On January 6, 2013, I passed out high and drunk behind the wheel of my car at an intersection. Detoxing in jail was definitely the lowest point of my life.
With my family’s help and support, I was able to go to a rehab center called Karen’s Place for 100 days. It opened my eyes to the world of recovery and helped educate me on my disease. I began to understand why I had been struggling for so long without any real success. I had tried so long to escape and numb my own pain with everything from food to drugs and alcohol, yet they never took it away. In fact, they only caused me more pain in the long run.
More than 7 years ago, I was a broken, hollow shell of a person. I had absolutely no intention to stop using and was absolutely prepared to leave this world at the hands of my addiction. There was a point in time when I truly believed I would never be able to live without some sort of drug or way of self-medicating.

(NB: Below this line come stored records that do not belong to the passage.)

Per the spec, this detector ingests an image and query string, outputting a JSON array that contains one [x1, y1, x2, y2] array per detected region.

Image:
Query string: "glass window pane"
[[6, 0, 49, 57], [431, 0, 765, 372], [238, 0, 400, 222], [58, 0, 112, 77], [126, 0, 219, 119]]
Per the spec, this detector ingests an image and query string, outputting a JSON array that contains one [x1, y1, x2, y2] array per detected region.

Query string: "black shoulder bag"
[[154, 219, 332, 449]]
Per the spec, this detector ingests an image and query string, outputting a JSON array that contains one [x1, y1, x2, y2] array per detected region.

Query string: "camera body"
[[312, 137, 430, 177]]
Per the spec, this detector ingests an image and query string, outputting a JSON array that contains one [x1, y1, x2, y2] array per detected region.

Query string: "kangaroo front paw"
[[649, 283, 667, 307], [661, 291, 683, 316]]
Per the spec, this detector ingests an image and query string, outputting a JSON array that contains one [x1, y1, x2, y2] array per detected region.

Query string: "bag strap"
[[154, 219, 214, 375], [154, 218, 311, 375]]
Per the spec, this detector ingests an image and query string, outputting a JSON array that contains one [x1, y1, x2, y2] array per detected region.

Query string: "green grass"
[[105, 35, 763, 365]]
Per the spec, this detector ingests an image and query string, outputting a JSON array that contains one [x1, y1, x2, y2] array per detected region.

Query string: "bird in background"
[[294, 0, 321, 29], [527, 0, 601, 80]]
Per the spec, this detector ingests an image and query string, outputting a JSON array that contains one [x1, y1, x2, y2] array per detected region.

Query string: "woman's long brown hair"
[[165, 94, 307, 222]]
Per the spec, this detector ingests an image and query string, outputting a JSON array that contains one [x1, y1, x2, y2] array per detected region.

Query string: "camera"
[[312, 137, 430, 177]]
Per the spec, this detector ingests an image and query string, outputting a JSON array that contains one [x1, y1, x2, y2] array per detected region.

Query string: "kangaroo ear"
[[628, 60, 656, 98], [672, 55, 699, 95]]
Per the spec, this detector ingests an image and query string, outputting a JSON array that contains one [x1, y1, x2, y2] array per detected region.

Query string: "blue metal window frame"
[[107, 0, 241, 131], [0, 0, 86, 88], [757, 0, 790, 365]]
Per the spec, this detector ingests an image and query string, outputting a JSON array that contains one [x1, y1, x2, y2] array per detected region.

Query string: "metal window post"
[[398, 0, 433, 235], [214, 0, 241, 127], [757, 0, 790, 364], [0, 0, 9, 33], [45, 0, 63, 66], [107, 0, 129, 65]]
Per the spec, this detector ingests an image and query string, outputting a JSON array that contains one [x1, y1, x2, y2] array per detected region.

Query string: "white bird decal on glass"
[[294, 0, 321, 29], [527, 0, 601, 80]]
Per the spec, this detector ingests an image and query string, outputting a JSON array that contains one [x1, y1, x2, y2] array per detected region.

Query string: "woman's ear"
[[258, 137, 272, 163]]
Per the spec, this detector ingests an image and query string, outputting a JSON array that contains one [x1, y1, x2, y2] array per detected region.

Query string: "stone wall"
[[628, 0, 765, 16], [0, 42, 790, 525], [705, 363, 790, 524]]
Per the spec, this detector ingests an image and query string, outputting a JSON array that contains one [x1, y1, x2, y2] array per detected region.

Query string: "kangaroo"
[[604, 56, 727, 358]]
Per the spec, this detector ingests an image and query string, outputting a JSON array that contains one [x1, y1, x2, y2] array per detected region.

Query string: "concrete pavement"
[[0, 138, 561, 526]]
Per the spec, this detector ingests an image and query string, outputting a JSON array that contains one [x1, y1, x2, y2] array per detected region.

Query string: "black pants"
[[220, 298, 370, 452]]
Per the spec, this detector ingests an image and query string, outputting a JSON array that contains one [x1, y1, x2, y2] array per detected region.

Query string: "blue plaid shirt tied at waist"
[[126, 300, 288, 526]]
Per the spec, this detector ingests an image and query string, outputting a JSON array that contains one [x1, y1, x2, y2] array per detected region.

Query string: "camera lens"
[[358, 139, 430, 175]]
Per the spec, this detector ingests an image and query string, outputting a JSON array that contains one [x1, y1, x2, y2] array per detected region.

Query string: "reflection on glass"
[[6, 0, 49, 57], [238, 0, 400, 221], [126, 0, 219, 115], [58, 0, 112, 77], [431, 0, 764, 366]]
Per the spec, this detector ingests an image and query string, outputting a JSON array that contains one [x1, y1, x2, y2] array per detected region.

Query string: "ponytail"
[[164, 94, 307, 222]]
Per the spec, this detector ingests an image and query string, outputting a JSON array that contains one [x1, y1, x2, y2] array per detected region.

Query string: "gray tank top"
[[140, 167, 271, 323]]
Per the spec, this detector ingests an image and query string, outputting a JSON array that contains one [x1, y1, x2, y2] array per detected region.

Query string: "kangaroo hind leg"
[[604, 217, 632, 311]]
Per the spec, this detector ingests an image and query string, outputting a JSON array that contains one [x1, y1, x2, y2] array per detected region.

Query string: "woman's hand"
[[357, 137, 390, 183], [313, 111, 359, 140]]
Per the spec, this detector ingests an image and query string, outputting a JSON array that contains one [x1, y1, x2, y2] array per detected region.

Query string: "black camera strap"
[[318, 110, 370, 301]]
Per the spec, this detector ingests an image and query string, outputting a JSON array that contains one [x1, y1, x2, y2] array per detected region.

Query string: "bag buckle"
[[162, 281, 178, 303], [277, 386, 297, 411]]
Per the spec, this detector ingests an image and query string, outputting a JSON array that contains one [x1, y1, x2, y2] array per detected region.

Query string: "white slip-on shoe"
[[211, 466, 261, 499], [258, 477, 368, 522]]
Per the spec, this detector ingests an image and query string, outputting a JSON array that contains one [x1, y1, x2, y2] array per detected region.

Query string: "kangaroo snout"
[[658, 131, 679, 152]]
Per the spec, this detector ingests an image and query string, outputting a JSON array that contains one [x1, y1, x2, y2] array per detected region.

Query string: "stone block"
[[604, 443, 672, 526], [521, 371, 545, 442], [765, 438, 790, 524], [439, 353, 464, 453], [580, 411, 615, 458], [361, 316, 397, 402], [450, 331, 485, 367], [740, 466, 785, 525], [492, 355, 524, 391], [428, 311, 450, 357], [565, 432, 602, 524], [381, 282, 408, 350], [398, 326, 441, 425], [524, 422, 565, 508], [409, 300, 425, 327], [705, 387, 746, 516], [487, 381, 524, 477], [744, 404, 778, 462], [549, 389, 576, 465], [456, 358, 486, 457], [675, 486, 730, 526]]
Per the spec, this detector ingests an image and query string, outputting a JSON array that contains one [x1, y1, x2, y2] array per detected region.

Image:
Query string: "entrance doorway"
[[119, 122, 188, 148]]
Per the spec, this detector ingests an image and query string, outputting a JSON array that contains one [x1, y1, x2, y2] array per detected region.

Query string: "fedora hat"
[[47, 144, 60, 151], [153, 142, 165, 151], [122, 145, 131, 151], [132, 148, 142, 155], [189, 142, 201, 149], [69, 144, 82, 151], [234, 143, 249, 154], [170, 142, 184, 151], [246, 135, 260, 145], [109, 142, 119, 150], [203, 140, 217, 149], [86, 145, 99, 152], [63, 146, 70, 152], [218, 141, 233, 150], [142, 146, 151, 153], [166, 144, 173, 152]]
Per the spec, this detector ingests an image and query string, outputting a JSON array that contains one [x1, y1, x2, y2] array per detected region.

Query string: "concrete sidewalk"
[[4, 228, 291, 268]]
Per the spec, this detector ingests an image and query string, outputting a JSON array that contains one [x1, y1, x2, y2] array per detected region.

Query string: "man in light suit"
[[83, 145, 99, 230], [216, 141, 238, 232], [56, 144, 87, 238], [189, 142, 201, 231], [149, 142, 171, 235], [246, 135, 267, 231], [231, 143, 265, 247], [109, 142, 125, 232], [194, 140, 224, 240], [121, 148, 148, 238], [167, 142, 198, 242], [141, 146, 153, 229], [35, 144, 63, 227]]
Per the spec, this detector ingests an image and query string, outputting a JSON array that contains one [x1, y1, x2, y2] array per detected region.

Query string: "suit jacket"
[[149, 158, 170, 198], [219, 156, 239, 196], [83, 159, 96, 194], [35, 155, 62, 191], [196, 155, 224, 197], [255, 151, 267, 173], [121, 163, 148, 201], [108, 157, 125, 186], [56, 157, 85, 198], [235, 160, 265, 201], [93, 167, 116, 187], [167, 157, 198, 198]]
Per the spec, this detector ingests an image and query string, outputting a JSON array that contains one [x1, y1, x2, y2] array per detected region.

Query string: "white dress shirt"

However, I’m happy to tell you it’s been more than 7 years since my last drug use. Today, I have a happy, peaceful life that I never would have imagined for myself. I practice responsible eating habits and even grow a large amount of my own organic food. I also became a mother to two amazing children that have my whole heart. Being clean and sober has given me so many blessings but the biggest blessing is that I am no longer a PRISONER of my addiction.
I am just amazed at my life today and want to share my gratitude for all the people who were a part of my recovery and helped me rise to create this beautiful life from the ashes.